A experiência acadêmica com o Grupo Revivendo a Vida, caracterizado por estudantes idosos, aponta para a possibilidade de construir novos conhecimentos para a vivência de uma velhice saudável e mais feliz. E, assim, através da concepção de ensino por projetos de trabalho, e o comprometimento do grupo com a aprendizagem, que eu estudante de Pedagogia, divido com eles e com o LoBoGames o mais produtivo aprendizado para todos nós.
Os projetos desenvolvidas desde do início do ano letivo de 2015 foram pensado para eles e com eles. Os jogos Lógicos de Tabuleiro (LoBoGames) propuseram a eles e a mim maior confiança em conseguir aprender/ensinar pois é assim nossos encontros semanais, uma troca de experiências, de alegrias, de conversas, de descobertas.
A partir desse projeto já desenvolvido até hoje, pode-se perceber a iniciativa dos idosos para outros estudos, a motivação para aprender, o maior envolvimento do grupo com as aulas, a preocupação em construir conhecimentos e a satisfação advinda do fato de estarem progredindo. Sem dizer a mudança do seu próprio cotidiano.
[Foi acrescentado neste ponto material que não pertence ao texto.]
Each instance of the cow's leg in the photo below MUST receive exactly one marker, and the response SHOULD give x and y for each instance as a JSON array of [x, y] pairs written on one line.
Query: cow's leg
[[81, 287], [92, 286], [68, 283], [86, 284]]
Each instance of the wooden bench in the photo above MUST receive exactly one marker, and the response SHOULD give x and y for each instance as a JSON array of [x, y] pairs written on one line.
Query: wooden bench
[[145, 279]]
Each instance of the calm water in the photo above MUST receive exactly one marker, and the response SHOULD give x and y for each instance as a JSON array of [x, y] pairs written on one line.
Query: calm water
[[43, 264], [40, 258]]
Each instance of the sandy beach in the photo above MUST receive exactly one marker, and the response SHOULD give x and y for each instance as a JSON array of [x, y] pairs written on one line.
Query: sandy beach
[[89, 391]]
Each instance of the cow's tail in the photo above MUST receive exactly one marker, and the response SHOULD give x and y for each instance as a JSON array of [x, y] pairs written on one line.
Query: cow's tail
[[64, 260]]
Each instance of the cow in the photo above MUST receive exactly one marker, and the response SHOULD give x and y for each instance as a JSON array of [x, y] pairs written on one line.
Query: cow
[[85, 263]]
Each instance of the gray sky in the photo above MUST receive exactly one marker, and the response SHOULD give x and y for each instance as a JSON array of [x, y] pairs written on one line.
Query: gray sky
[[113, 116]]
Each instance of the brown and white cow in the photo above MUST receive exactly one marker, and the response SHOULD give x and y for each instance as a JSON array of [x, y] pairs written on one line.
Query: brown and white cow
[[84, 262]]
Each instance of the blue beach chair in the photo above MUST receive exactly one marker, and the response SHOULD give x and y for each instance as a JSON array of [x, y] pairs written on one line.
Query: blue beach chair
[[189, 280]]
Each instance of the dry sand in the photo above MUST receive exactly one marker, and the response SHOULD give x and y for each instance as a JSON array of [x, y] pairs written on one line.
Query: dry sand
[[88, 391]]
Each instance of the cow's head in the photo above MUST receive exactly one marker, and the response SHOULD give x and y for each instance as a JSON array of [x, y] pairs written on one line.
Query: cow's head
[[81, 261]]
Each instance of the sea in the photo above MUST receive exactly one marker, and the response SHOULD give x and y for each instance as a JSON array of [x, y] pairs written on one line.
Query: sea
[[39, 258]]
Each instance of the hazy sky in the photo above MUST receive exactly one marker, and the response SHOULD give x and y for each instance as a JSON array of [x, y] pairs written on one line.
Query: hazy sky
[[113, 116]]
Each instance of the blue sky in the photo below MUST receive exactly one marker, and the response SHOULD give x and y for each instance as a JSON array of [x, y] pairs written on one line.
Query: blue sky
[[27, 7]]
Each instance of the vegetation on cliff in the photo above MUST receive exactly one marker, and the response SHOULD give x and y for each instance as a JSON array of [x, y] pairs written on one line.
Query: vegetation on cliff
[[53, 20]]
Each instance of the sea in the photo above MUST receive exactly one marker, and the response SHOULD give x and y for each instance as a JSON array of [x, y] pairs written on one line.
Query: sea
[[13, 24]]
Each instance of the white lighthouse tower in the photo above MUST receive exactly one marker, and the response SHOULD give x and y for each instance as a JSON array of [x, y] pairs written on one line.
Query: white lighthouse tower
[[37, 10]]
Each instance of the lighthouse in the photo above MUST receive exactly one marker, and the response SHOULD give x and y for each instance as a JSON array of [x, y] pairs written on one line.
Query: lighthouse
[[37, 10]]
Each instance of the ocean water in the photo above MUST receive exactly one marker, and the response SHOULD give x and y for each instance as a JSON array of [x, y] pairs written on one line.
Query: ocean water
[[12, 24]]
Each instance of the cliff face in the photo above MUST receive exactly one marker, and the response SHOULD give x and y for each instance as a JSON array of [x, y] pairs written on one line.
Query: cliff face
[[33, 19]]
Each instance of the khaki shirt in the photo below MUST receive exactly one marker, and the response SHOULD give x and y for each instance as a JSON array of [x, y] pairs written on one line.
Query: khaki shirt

Os jogos são ministrados na da Faculdade de Educação do Centro Universitário Ritter dos Reis, para um grupo de 12 mulheres e somente um homem, sendo ele o mais velho do grupo, completado no mês de Outubro 93 anos. Uma vez por semana das 15hs às 17hs todas as quartas-feiras.
Aprendem a esperar, a compartilhar a compreensão das regras, se ensinam, se respeitam, mas acima de tudo se divertirem pois sem essa diversão elas não estariam lá.
Jogam no tempo deles em tabuleiros de mesa, gigante e vivo, mas sem dúvidas elas preferem o vivo, pois vejo que onde se divertem mais.
Brincam e disputam, pois algumas são mais competitivas que outras. Estão aprendendo muito com os jogos, mas o mais significante pra mim é que elas estão vendo o mundo de forma diferente, principalmente quando ouvi um dia a história de vida relacionada com os jogos.
Uma senhora de 73 anos, me contou: “Sabe profe (é assim que elas me chamam), estava atravessando a rua com minha neta, rua essa que atravesso a mais de trinta anos, e a meia quadra dessa mesma rua tem uma sinaleira. Fomos até ela, mas minha neta perguntou o porquê, pois sempre atravessamos sem sinaleira. Disse a ela que a profe dos jogos tinha ensinado que é importante olharmos de todos os lados do tabuleiro para enxergarmos melhor e com isso fazer melhor escolha no caminho do tabuleiro, e que devemos levar isso pra vida. Os jogos tinha me ensinado a olhar mais em minha volta. Por isso a escolha da sinaleira agora.
Mais do que aprender a jogar com regras, é a importância de mostrar que um simples jogo pode ser nosso instrumento mais precioso.
Nilseia Ribas – Monitoria do Programa de Extensão “Revivendo a Vida” da UniRitter. Nov. 2015.